Elasticsearch: 7.5
Kibana: 7.5
This is regarding the Machine Learning feature and specifically around how the "Actual" and "Typical" scores are calculated. Before I posted this topic I read the following:
- https://www.elastic.co/blog/machine-learning-anomaly-scoring-elasticsearch-how-it-works
- https://www.elastic.co/blog/changes-to-elastic-machine-learning-anomaly-scoring-in-6-5
- https://www.elastic.co/guide/en/machine-learning/7.5/xpack-ml.html
- Also searched in the discussion forum
My ultimate goal is to create a near real-time anomaly detection for public endpoint attack so I can create alert(s) and react to potential incidents right away. We have a system called "workhorse" which logs, among many things, URI endpoints that users hit. This specific field is called: json.uri. Let's say this endpoint has various values such as: /api/ABC, /api/XYZ...etc and I would like to know when a single endpoint gets attacked. (by indefinite number of remote IPs)

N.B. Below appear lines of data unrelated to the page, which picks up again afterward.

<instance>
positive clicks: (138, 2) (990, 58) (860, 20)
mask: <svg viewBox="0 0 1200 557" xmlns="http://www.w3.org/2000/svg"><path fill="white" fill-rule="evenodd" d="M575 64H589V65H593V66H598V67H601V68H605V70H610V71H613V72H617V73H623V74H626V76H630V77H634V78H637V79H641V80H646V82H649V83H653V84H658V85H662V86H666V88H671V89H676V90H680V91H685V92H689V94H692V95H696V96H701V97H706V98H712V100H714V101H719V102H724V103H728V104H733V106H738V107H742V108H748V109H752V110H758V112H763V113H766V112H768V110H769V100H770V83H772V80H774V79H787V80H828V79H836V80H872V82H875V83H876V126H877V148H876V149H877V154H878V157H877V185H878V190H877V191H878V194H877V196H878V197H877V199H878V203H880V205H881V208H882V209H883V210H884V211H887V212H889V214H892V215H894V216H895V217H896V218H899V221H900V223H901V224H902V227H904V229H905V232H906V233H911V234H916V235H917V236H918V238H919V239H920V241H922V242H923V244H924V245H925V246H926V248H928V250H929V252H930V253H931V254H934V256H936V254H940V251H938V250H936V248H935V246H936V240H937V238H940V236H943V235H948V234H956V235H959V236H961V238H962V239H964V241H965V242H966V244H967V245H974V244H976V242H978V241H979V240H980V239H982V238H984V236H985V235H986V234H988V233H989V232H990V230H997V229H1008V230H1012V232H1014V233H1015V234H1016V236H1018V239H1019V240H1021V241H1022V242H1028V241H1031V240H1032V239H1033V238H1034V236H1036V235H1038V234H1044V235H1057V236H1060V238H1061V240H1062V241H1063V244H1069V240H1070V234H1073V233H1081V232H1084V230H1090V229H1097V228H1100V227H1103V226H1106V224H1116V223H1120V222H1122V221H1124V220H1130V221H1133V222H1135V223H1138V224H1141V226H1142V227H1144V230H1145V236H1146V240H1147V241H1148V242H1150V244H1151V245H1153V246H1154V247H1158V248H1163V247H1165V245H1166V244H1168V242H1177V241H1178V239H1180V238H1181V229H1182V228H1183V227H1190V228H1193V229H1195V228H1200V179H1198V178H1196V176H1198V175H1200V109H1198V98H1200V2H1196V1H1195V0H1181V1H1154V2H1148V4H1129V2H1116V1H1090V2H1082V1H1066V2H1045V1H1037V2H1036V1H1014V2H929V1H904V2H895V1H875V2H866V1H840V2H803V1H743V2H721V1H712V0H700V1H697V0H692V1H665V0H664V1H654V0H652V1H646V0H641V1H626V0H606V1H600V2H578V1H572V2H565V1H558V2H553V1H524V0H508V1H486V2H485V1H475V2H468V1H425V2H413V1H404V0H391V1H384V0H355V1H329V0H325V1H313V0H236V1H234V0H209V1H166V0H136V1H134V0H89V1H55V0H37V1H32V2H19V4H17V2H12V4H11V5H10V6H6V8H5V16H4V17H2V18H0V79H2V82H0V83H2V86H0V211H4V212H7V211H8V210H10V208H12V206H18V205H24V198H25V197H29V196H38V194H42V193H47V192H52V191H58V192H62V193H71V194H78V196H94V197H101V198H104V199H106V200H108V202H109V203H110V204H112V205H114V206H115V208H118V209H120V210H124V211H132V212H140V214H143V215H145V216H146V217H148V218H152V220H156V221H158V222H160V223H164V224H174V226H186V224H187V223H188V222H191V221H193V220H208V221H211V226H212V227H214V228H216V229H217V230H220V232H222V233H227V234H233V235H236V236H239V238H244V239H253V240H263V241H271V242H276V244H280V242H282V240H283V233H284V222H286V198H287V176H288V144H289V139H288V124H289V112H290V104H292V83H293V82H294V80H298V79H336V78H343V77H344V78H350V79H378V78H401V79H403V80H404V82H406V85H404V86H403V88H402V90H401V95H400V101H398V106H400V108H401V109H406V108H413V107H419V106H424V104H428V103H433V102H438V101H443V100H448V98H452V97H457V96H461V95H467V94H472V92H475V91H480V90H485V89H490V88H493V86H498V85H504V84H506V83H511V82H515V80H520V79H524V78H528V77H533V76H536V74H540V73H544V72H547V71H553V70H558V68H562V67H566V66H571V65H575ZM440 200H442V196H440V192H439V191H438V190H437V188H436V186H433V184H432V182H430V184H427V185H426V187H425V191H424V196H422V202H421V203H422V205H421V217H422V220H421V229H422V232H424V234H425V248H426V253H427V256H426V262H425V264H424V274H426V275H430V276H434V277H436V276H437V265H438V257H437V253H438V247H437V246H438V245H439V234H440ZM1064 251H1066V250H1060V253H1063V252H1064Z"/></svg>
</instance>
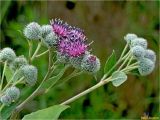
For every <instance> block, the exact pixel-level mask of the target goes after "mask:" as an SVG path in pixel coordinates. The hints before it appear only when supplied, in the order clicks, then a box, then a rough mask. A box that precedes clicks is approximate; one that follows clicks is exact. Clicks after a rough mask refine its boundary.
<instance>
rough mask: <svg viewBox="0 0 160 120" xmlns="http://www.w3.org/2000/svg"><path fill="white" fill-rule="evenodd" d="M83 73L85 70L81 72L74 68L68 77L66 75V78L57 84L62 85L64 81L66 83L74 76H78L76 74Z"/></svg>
mask: <svg viewBox="0 0 160 120" xmlns="http://www.w3.org/2000/svg"><path fill="white" fill-rule="evenodd" d="M82 73H83V71H80V72H77V70H74V71H73V72H72V73H71V74H70V75H68V76H67V77H65V78H64V79H62V80H61V81H62V82H60V83H59V84H57V85H56V86H60V85H62V84H64V83H66V82H67V81H68V80H70V79H71V78H73V77H76V76H78V75H80V74H82Z"/></svg>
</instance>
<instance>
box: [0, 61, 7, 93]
mask: <svg viewBox="0 0 160 120" xmlns="http://www.w3.org/2000/svg"><path fill="white" fill-rule="evenodd" d="M6 67H7V61H5V63H4V67H3V73H2V79H1V84H0V91H1V90H2V87H3V80H4V74H5V71H6Z"/></svg>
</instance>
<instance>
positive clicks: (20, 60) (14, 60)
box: [11, 55, 28, 70]
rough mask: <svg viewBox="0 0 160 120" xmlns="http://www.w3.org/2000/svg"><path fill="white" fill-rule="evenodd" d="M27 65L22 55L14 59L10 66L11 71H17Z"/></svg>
mask: <svg viewBox="0 0 160 120" xmlns="http://www.w3.org/2000/svg"><path fill="white" fill-rule="evenodd" d="M27 64H28V62H27V60H26V58H25V57H24V56H23V55H22V56H19V57H17V58H15V60H14V61H13V62H12V64H11V68H12V69H13V70H16V69H19V68H20V67H21V66H23V65H27Z"/></svg>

I have tried creating a few different jobs in Machine Learning:
- Single metric job
- Multi metric job
- Population
- Advanced job
An example of it is an advanced job (because I needed to exclude certain json.uri endpoints for which we do healthchecks...etc). Configuration:
"job_id": "uri-based-anomaly-detection",
"job_type": "anomaly_detector",
"job_version": "7.5.1",
"description": "",
"create_time": 1582470613404,
"analysis_config": {
"bucket_span": "15m",
"detectors": [
{
"detector_description": "high_count over \"json.uri\"",
"function": "high_count",
"over_field_name": "json.uri",
"detector_index": 0
}
],
"influencers": [
"json.uri"
]
The Challenge | Typical vs Actual
As soon as I started running the job, it started detecting an endpoint: /api/*****
as anomaly and gave it critical and major scores. Upon looking at the result, the job showed the "Typical" value is something like 1.81 but the "Actual" value is some 30-40K. See screenshot below:
This endpoint did not get attacked and there should not be an anomaly. If I search for this specific endpoint in Kibana then I can see that there is no attack whatsoever:
And if I zoom out to a 3-Day graph you can clearly see that the traffic goes up during busier hours and goes down during night:
Questions
So while I think I might be a getting hang of the Machine Learning feature, there are also some ambiguities that I am not sure how to answer.
-
The specific json.uri value in the example above gets hit around 30-40K anyways, but why would the "Actual" be so low i.e 1.81? I believe this "Actual" being so low is what is driving the high anomaly score. Is it because it is comparing this specific endpoint to the other endpoints or is it because it is not scanning enough data or? (But this specific service received about 500K requests per minute and all of that data is stored in Elasticseaarch. So it wouldn't be a problem of sparse data)
-
In order to do near real-time anomaly detection, do I first need to create a job and let it analyze enough data in the past to learn? Or is it enough just to configure a job and let it run in real-time? If it is the latter, how does it calculate the "actual" value?